L’idée fait son chemin au cœur du système monétaire. Bitcoin pourrait rejoindre l’or sur les bilans des banques centrales à l’horizon 2030. La question n’est plus seulement théorique. Elle se nourrit d’un contexte d’or record, d’un bitcoin qui mûrit, et d’un précédent politique américain qui change la donne.
Un signal clair venu de Deutsche Bank
Deutsche Bank estime que bitcoin rejoindra l’or sur de nombreux bilans de banques centrales d’ici 2030, non pas pour le remplacer, mais pour coexister comme couverture complémentaire. L’argumentaire s’appuie sur la rareté, la liquidité croissante, la valeur stratégique et une corrélation limitée aux autres classes d’actifs. Dit autrement, la banque projette l’ascension de bitcoin sur le modèle du métal jaune, étape par étape.
Cette lecture s’inscrit dans un moment de marché particulier. La volatilité de trente jours de Bitcoin a reculé à des creux historiques cet été, alors même que le prix dépassait 123 500 $, signe d’une transition vers un actif moins spéculatif et plus institutionnel. En effet, l’infrastructure et les usages s’épaississent, la courbe d’apprentissage des investisseurs aussi.

Toutefois, ni l’or ni Bitcoin n’ont vocation à détrôner le dollar en tant que monnaie de réserve mondiale, insiste la note. Il s’agit plutôt, pour les banques centrales, d’élargir la palette de leurs coussins de sécurité face à l’inflation, au risque géopolitique et aux régimes de taux changeants.
Pourquoi l’or reste l’étalon et trace le chemin
Si bitcoin prétend à la réserve, c’est aussi parce que l’or vient d’offrir un manuel en temps réel. En septembre, le métal a inscrit de nouveaux records, porté par des achats massifs de banques centrales et un regain d’intérêt des investisseurs.
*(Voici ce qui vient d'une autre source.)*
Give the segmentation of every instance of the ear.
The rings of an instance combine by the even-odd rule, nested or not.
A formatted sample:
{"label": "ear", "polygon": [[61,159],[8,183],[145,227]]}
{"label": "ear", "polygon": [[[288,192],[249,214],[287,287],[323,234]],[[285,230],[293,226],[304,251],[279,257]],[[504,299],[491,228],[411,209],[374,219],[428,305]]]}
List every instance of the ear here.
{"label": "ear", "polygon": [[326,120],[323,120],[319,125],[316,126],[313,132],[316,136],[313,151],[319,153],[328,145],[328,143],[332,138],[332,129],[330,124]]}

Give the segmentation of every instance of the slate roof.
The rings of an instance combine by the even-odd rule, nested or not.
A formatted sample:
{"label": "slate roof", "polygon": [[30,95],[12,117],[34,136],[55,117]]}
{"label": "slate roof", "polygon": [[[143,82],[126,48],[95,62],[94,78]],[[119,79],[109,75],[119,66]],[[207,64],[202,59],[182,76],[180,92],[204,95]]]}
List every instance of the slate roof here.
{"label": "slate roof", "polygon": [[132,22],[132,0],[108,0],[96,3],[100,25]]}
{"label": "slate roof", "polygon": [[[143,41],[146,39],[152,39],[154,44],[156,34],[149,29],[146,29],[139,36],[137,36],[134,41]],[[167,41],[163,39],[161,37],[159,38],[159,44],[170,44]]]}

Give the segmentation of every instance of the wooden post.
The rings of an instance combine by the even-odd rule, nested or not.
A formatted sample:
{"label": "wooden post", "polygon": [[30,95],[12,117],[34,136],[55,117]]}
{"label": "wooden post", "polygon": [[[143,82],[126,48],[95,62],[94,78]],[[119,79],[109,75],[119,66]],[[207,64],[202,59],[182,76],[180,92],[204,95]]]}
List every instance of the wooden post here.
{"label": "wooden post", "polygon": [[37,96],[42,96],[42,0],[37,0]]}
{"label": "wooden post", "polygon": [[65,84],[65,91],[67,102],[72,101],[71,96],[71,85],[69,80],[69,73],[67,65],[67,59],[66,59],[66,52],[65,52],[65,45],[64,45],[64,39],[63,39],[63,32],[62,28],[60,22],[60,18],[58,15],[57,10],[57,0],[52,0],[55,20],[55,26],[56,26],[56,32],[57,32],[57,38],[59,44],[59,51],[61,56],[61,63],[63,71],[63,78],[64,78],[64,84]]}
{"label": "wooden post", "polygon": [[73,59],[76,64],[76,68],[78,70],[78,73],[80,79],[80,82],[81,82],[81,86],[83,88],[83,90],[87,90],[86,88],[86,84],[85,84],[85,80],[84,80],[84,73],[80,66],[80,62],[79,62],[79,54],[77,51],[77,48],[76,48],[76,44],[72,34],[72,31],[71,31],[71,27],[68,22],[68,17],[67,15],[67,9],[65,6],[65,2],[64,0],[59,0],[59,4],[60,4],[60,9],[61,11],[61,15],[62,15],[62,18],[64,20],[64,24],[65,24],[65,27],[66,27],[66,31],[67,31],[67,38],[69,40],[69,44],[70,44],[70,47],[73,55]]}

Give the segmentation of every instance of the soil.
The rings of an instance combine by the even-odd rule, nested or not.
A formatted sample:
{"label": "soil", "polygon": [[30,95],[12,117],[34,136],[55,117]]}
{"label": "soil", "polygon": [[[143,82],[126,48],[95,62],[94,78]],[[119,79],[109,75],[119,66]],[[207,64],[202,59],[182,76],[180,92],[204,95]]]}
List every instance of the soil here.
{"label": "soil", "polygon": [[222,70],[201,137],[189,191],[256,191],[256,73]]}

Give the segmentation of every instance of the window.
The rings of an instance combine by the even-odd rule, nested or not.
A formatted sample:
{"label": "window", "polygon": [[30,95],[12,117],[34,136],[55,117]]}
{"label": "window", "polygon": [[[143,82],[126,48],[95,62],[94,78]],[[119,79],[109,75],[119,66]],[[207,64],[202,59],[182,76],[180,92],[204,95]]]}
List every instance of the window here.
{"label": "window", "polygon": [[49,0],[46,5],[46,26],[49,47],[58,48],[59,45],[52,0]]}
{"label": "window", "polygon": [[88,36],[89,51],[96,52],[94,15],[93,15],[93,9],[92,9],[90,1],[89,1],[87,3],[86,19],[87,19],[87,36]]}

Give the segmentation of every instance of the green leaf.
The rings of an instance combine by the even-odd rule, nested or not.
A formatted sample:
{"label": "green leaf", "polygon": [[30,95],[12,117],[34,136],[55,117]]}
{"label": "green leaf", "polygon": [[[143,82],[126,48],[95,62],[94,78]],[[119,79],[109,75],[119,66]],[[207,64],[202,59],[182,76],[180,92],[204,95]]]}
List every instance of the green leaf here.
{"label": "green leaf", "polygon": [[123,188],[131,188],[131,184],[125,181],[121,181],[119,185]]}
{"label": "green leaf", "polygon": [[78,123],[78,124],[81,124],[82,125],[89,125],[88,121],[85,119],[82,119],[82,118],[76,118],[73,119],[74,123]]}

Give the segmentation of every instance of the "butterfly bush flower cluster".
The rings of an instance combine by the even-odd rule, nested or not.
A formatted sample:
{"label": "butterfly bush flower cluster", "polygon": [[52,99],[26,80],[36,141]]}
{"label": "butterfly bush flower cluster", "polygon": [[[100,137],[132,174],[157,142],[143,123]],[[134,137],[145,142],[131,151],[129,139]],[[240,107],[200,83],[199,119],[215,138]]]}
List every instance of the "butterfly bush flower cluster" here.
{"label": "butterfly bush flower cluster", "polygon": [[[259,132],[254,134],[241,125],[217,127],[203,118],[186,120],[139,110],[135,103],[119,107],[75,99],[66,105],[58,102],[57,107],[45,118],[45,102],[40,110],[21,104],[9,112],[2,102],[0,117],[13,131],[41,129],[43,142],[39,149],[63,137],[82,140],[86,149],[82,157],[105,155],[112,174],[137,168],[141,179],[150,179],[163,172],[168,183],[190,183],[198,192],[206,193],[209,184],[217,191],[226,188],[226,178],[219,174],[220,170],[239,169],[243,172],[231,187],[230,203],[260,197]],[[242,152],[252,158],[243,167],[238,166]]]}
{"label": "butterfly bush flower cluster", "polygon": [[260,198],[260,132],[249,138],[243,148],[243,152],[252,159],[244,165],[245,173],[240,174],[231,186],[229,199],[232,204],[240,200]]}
Cette demande officielle, au plus haut depuis des décennies, a bouleversé l’équilibre du marché et sécurisé la réputation de l’or comme actif de sang-froid dans la tempête.
Les chiffres confirment la tendance de fond. D’après le World Gold Council, les banques centrales ont ajouté plus de 1 000 tonnes par an à leurs réserves durant trois années consécutives. Il s’agit d’un rythme très supérieur à la décennie précédente. Même si le flux mensuel varie, la motivation stratégique persiste. Objectif ? réduire la dépendance au dollar et renforcer des bilans en période d’incertitude.
Cette réalité dessine un couloir pour bitcoin. Lorsque des institutions souveraines réallouent vers un actif rare, non corrélé et mondialement liquide, elles installent un cadre intellectuel dont la crypto-réserve pourrait profiter. D’où l’intuition de Deutsche Bank. L’or montre le cap, bitcoin s’y aligne progressivement, sans dissonance mais avec ses propres contraintes.
Le précédent américain change la donne pour bitcoin
La politique peut accélérer l’histoire. Le 6 mars 2025, un décret présidentiel a institué aux États-Unis une « Strategic Bitcoin Reserve » et un « Digital Asset Stockpile ». Le texte précise que les BTC gouvernementaux transférés dans cette réserve ne doivent pas être vendus et deviennent des actifs de réserve gérés selon l’intérêt public. Ce geste ne vaut pas encore doctrine universelle, mais il institue un précédent d’État.
Dans la foulée, le Congrès a enregistré le « BITCOIN Act », un projet de loi visant à encadrer cette réserve stratégique et à organiser une gestion transparente des avoirs en Bitcoin du gouvernement fédéral. Le processus législatif suit son cours, mais la direction consiste à clarifier, codifier, normaliser. Pour des banques centrales observatrices, l’exemple américain sert de test grandeur nature.
Le lobbying pro-réserve s’organise, lui aussi, au grand jour. Des dirigeants de l’industrie, dont Michael Saylor, ont récemment rencontré des élus à Washington pour faire avancer ce cadre stratégique. À défaut d’emporter une adhésion instantanée, ces signaux politiques agrègent de la crédibilité autour de la classe d’actifs.